— Я! — выпаливаю я, раздраженно следуя к дверям в классную комнату. — Никогда еще директор не обращался ко мне, как к последнему двоечнику!

— Так ты веди себя как отличница, Ярославцева! — возражает историк. — А то померкнут все твои пятерки в журнале, перевернувшись вверх ногами!

Мысленно проклиная историка всеми известными матерными словами, посылая его туда, откуда открытки даже на Рождество не доходят, я вхожу в класс, сопровождаемая смешками и издевками своих же одноклассников.

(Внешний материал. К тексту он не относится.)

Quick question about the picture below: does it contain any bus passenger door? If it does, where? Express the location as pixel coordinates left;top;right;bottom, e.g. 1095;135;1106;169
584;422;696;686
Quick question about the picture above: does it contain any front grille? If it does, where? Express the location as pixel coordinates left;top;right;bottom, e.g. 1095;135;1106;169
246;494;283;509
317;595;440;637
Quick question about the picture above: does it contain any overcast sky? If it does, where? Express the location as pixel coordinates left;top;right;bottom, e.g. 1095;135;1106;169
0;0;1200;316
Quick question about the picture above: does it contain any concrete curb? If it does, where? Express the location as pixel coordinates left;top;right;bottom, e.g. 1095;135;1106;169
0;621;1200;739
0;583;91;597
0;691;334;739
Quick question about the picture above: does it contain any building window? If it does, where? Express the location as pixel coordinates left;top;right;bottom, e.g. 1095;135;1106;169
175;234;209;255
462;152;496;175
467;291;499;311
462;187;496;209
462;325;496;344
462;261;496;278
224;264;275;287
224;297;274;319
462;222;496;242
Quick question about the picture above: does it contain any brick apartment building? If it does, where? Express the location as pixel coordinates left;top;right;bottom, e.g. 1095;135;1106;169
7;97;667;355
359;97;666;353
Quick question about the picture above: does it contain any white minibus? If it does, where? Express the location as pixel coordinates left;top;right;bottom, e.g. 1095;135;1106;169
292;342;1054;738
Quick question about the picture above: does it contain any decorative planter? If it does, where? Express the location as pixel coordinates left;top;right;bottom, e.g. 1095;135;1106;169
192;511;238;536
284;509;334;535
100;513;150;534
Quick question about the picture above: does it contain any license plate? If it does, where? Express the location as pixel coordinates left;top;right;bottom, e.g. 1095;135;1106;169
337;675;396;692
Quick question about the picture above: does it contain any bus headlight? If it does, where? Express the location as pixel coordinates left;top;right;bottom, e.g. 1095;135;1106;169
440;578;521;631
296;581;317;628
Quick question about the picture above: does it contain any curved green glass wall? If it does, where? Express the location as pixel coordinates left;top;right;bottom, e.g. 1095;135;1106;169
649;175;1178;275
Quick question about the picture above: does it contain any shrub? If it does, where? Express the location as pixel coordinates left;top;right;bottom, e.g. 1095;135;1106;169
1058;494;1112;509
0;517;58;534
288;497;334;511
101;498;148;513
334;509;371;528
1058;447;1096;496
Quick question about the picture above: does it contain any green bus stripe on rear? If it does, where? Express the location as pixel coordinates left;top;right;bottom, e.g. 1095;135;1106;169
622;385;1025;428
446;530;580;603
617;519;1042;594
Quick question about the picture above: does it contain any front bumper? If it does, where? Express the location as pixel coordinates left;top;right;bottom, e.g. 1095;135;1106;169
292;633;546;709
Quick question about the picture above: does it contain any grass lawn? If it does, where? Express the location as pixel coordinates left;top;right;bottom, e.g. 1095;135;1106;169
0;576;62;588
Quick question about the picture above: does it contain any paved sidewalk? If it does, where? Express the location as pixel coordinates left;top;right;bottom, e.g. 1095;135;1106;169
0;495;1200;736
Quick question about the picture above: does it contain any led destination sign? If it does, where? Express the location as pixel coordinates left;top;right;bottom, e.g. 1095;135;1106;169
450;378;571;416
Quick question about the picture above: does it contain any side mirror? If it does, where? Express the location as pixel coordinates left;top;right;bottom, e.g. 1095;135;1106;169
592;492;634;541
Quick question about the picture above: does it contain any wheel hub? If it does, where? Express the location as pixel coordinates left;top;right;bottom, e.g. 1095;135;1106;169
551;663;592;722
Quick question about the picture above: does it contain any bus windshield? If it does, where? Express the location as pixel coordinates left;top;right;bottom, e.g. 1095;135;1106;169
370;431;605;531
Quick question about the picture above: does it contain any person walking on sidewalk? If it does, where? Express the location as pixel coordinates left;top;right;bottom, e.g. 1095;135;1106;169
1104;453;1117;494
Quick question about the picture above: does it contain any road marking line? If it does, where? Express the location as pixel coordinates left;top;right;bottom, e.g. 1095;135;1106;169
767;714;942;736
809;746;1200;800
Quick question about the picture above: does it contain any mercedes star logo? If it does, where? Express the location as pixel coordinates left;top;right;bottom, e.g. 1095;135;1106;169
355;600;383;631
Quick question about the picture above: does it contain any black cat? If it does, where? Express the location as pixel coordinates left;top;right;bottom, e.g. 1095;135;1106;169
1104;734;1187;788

Прозвенел звонок, отдохнувшие и даже уставшие от безделья ученики приготовились сорваться со своих мест с низкого старта.

— Все могут быть свободны, остается только Ярославцева! Да, Кристина, да, у тебя история по расписанию! — уверенно заявляет Даня, когда я уничтожающим взглядом смотрю ему в лицо, пытаясь оценить на глаз уровень его вменяемости.

— У меня геометрия, как и у всех остальных! — заявляю я, когда плавным потоком одноклассники потекли прочь из класса, на ходу шутливо соболезнуя мне.

— Я договорюсь с Ириной Павловной, и у тебя будет сейчас история, — притворно сладко улыбается Даня, присаживаясь на уголок учительского стола. — Ты же не можешь пропустить такой важный для тебя предмет.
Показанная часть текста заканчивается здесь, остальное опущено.